A Comparative analysis of Digital Library Open Source Softwares:‘Dspace’ and
‘GreenStone’
Lakshmi Verma
DESIDOC
Email id-laxmi@desidoc.drdo.in
ABSTRACT
The exponential growth in data generation and subsequent transformation into knowledge has
created huge repositories of knowledge in the libraries. This has revolutionalized the methods
and techniques to retrieve the relevant and useful information for the users. The growth of
Information and communication technology (ICT) has facilitated into achieving this. In this
paper, a study of two open-source digital library management software has been presented which
collects and disseminates information for library-users. This analysis involves the study of
related software documents and related technical manuals.
KEY WORDS
Open Source, Digital Library, Digital Library Management System, software, DSpace, GSDL,
Greenstone
1. Introduction
A place, where collection of information resources is stored in print and other forms in an
organized and accessible manner for print or study is referred to as Library. As defined by
International Organization for Standardization a library is “irrespective of the title, any organized
collection of printed books and periodicals or of any other graphic or audio-visual materials, and
the services of a staff to provide and facilitate the use of such materials as are required to meet
the informational, research, educational or recreational needs of its users”1.

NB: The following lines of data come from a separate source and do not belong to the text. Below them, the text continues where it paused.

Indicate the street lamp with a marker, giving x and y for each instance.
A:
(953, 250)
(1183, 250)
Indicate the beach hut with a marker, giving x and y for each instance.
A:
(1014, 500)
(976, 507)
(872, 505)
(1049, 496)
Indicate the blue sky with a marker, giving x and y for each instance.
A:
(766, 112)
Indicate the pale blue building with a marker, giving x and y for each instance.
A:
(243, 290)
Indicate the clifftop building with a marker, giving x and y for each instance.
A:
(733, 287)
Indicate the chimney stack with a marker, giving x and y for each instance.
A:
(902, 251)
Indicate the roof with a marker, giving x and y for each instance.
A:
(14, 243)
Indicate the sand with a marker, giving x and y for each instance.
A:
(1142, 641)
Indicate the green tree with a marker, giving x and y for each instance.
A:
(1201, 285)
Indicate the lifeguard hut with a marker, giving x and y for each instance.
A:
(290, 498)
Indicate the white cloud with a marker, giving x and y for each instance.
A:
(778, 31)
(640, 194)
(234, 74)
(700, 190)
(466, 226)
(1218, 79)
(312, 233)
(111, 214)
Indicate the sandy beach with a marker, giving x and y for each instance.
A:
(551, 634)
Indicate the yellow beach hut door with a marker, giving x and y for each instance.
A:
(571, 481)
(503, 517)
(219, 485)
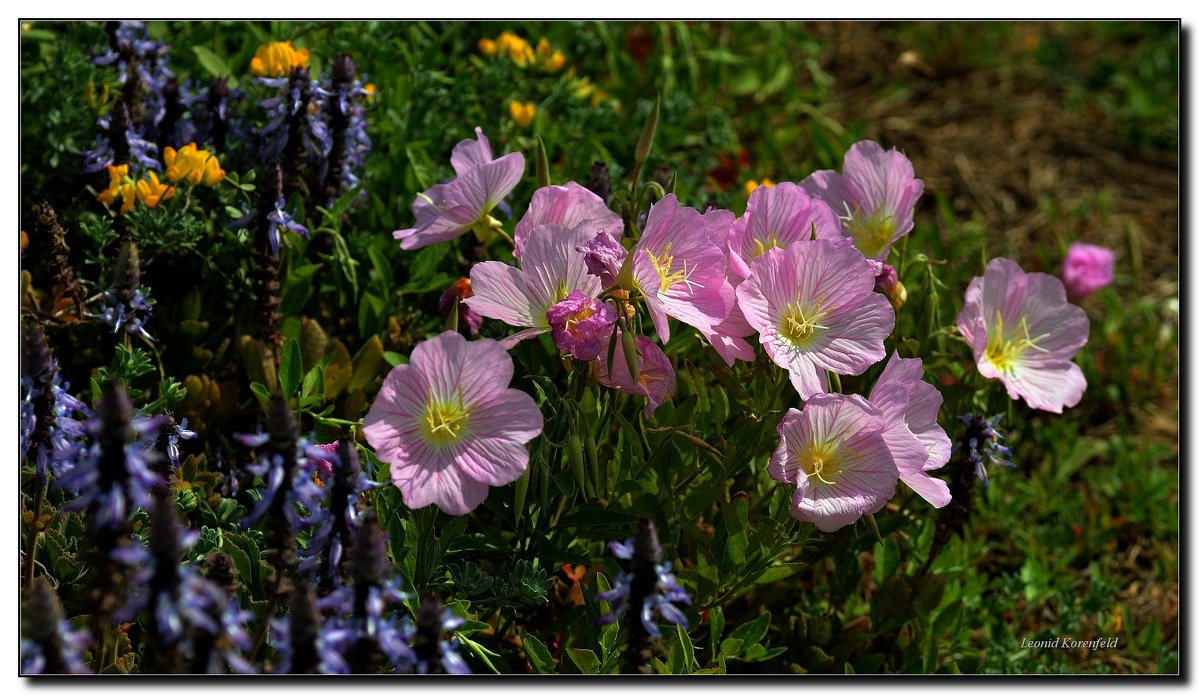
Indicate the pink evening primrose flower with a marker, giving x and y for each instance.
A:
(835, 454)
(679, 270)
(775, 217)
(910, 413)
(1025, 333)
(449, 426)
(550, 271)
(655, 375)
(1086, 269)
(581, 325)
(875, 195)
(568, 205)
(815, 310)
(465, 203)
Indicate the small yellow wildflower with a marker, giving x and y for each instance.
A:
(549, 59)
(119, 184)
(151, 191)
(277, 58)
(522, 113)
(192, 165)
(751, 185)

Digital Library is a type of information retrieval system where the information is stored in digital
format which can be accessed within network of computer users6. It uses online repositories
which can store the textual information systematically and can be accessed by users 24X7. There
are various such digital repositories available, which may be open source or proprietary.
Open source describes the method of software development, which uses the power of review and
transparency of distributed peer-to-peer progression. Here the codes of software are available in
open domain which can be customized by the respective users. This technique helps in providing
high quality software through high reliablity, low cost, flexibility and end of traditional seller
lock-in.Since, these open source software come under “Open Source free license”, it allows the
developers / users to change, improve and distribute software many times.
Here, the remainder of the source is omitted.